Les rapporteurs spéciaux relèvent aussi que le respect du principe de non-substitution est le corollaire indispensable de l'acceptabilité du mécanisme de gestion extrabudgétaire mis en place dans le cadre des crédits du plan France 2030. En effet, en aménageant le circuit de la dépense publique pour permettre à des opérateurs de gérer des enveloppes de crédits pluriannuelles pour financer des projets de transformation économique et sociale, le Parlement réduit le contrôle qu'il exerce sur la dépense publique qui repose, dans le cadre du budget général, sur un principe d'annualité en application duquel les crédits budgétaires font l'objet chaque année d'un vote du Parlement.

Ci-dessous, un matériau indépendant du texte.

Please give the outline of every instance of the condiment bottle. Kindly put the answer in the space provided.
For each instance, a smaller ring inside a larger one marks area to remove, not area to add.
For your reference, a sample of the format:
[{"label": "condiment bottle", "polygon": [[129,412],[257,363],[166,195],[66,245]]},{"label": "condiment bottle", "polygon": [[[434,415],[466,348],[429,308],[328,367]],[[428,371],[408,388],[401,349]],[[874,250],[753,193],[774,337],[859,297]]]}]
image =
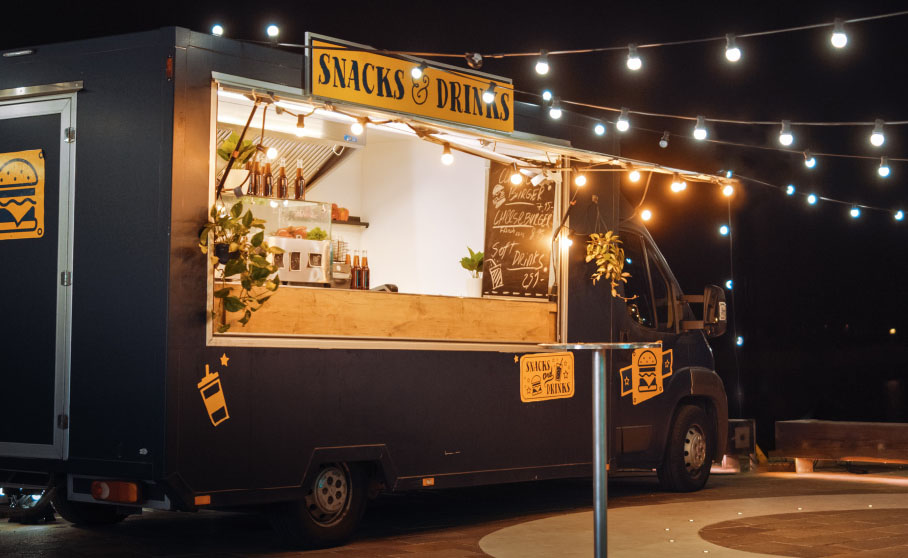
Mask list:
[{"label": "condiment bottle", "polygon": [[363,250],[363,282],[361,289],[368,291],[369,290],[369,252]]},{"label": "condiment bottle", "polygon": [[355,250],[353,254],[353,267],[350,268],[350,288],[360,289],[362,288],[363,268],[359,266],[359,250]]},{"label": "condiment bottle", "polygon": [[293,199],[306,199],[306,179],[303,177],[303,160],[296,160],[296,180],[293,181]]},{"label": "condiment bottle", "polygon": [[287,199],[287,172],[284,170],[284,159],[281,159],[281,166],[277,170],[277,197]]},{"label": "condiment bottle", "polygon": [[246,192],[250,196],[262,195],[262,168],[259,166],[258,161],[252,163],[252,184],[249,185],[249,189]]},{"label": "condiment bottle", "polygon": [[262,195],[266,198],[274,195],[274,177],[271,175],[271,163],[265,163],[265,172],[262,176]]}]

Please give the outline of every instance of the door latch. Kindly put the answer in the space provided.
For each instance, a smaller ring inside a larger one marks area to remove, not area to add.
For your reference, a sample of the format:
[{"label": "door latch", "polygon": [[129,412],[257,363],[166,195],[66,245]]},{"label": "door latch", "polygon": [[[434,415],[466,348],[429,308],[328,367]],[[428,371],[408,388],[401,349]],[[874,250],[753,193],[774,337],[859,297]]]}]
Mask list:
[{"label": "door latch", "polygon": [[57,428],[60,430],[69,428],[69,415],[57,415]]},{"label": "door latch", "polygon": [[70,127],[63,130],[63,141],[66,143],[73,143],[76,141],[76,129]]},{"label": "door latch", "polygon": [[61,271],[60,272],[60,284],[64,287],[72,286],[73,284],[73,272],[72,271]]}]

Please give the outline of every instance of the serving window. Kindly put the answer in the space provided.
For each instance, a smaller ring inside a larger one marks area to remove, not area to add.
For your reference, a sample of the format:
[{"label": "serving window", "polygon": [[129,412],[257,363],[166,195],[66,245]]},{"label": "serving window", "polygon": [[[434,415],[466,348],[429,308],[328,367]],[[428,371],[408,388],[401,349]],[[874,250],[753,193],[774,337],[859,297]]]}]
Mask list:
[{"label": "serving window", "polygon": [[[212,200],[231,136],[253,108],[248,93],[215,87],[212,150],[221,155],[212,157]],[[242,313],[214,292],[240,285],[223,276],[225,266],[212,266],[213,335],[556,341],[557,305],[548,293],[560,175],[543,173],[531,158],[549,166],[556,159],[344,112],[274,98],[259,105],[245,139],[262,148],[233,167],[217,203],[229,211],[242,202],[264,221],[264,241],[282,250],[268,256],[280,286],[238,324]],[[376,124],[354,134],[356,118]],[[445,143],[453,147],[450,164]],[[515,170],[520,184],[510,180]],[[482,278],[462,265],[468,248],[485,253]],[[225,322],[230,329],[217,333]]]}]

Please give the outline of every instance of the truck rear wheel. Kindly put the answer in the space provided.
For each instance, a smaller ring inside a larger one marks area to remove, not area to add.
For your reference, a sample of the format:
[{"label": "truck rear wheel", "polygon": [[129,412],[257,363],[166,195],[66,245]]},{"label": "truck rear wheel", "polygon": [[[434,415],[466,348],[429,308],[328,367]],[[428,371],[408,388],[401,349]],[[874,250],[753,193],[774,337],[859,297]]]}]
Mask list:
[{"label": "truck rear wheel", "polygon": [[363,464],[325,463],[302,500],[273,506],[268,518],[289,546],[343,544],[353,535],[366,509],[368,480]]},{"label": "truck rear wheel", "polygon": [[50,503],[51,491],[25,488],[3,489],[9,500],[6,515],[15,523],[34,524],[42,520],[54,520],[54,508]]},{"label": "truck rear wheel", "polygon": [[672,421],[662,465],[656,469],[662,488],[676,492],[700,490],[709,479],[716,448],[716,429],[696,405],[683,405]]},{"label": "truck rear wheel", "polygon": [[66,488],[57,487],[53,491],[51,501],[57,513],[70,523],[82,526],[112,525],[126,519],[127,514],[120,513],[116,506],[108,504],[89,504],[88,502],[73,502],[66,499]]}]

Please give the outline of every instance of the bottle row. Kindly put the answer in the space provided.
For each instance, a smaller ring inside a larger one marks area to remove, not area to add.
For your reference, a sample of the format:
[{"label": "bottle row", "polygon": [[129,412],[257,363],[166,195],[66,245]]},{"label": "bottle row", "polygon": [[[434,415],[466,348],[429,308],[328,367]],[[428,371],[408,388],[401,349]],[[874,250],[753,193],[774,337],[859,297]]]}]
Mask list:
[{"label": "bottle row", "polygon": [[[252,161],[246,163],[246,170],[249,171],[249,181],[246,186],[247,196],[259,196],[264,198],[277,198],[281,200],[305,200],[306,199],[306,178],[303,176],[303,161],[296,162],[296,176],[292,182],[287,177],[284,159],[278,167],[277,177],[271,170],[271,163],[260,163]],[[291,195],[291,188],[293,193]]]},{"label": "bottle row", "polygon": [[360,263],[359,250],[353,252],[353,264],[350,265],[350,254],[344,258],[344,263],[350,265],[350,288],[369,290],[369,256],[366,250],[363,250],[363,259]]}]

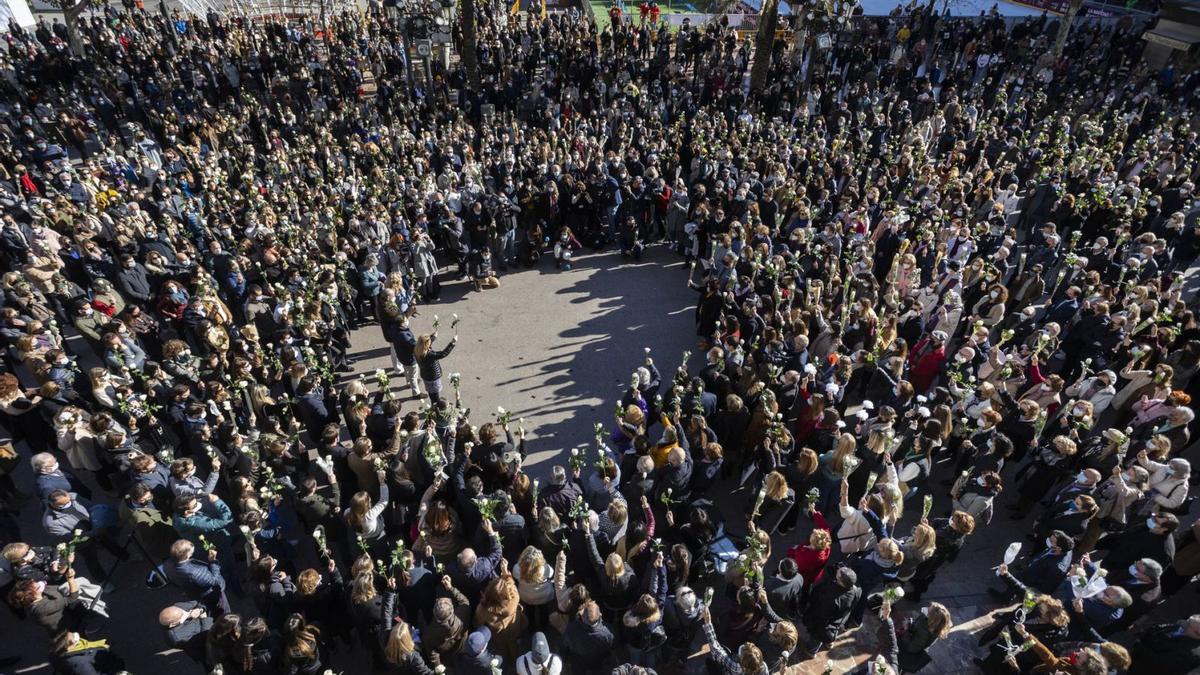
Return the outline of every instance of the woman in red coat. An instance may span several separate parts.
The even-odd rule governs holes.
[[[912,370],[908,373],[908,381],[912,383],[913,391],[921,394],[929,390],[934,378],[946,363],[947,336],[940,330],[917,343],[909,358]]]
[[[810,507],[811,508],[811,507]],[[798,544],[788,549],[787,555],[796,561],[797,571],[804,577],[804,587],[812,588],[825,573],[825,563],[833,550],[833,535],[824,514],[812,509],[813,531],[807,544]]]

En conséquence, le financement par le plan France 2030 de dépenses se substituant aux crédits des budgets ministériels pour compenser leur réduction ou accélérer leur hausse constituerait une atteinte au principe de non-substitution, tout en réduisant le contrôle parlementaire de la dépense publique et l'effet de transformation attendu du plan France 2030.

2. La doctrine d'investissement du plan France 2030 pourrait être appliquée de manière plus rigoureuse pour limiter le risque de substitution

En dépit de son caractère essentiel, et du fait qu'il fonde la légitimité du cadre de gestion extrabudgétaire dont bénéficie le plan, le principe de non-substitution n'a pas été expressément inscrit dans la doctrine d'investissement légale du plan France 203046(*).

Par surcroît, le contexte actuel de forte pression sur les dépenses publiques liées à la croissance de la dette publique, qui est estimée à 109,7 % du PIB en 2023, renforce le risque de substitution des crédits du plan France 2030 à des crédits de dépenses courantes portées par les budgets des ministères.

Certaines des aides publiques financées par le plan France 2030 soulèvent des interrogations quant à leur respect du principe de non-substitution, dès lors quels sont par ailleurs financées ou ont été financés par le passé par des crédits de budgets ministériels. À titre d'illustration, les aides « guichet » gérées par Bpifrance dans un cadre dérogatoire à la gouvernance générale du plan France 2030 étaient financées jusqu'en 2020 par le programme 192 « Recherche et enseignement supérieur en matière économique et industrielle ». Cet exemple de substitution d'un financement ministériel par des crédits du plan France 2030 pour un dispositif pérenne illustre le risque que la mission « Investir pour la France de 2030 » ne devienne le support à des opérations de débudgétisation ayant pour objet de contourner la rigueur du droit commun budgétaire.

Ce risque est en outre attesté par les travaux du CSIA qui, sur le fondement d'une analyse des appels à projets (AAP) soutenus par les crédits du plan France, a estimé que 18 % en valeur des aides distribuées présentaient un risque de substituabilité élevée47(*), c'est-à-dire que ces aides présentaient le risque de concurrencer ou de se substituer à une politique publique pérenne préexistante.

Source : commission des finances, d'après les données du CSIA

Au regard de la proportion des projets bénéficiant actuellement d'un soutien du plan France 2030 qui dérogent au principe d'additionnalité, les rapporteurs spéciaux estiment qu'il convient de limiter ces risques de substitutions qui sont assimilables à un contournement du cadre budgétaire ordinaire.

Par ailleurs, un examen systématique des crédits de la mission sous l'angle de leur respect du principe de non-substitution devrait permettre de réintégrer au budget général, et au périmètre des instruments de contrôle parlementaire de droit commun, les crédits de la mission qui financent des dépenses ordinaires des différents départements ministériels.


* 45 cf. Alain Juppé, Michel Rocard, novembre 2009, Investir pour l'avenir. Priorités stratégique d'investissement et emprunt national.

* 46 v. art. 8 de la L. n° 2010-237 du 9 mars 2010 de finances rectificatives pour 2010.

* 47 cf. CSIA, juin 2023, France 2030. Lancement maîtrisé d'un plan d'investissements à impacts majeurs.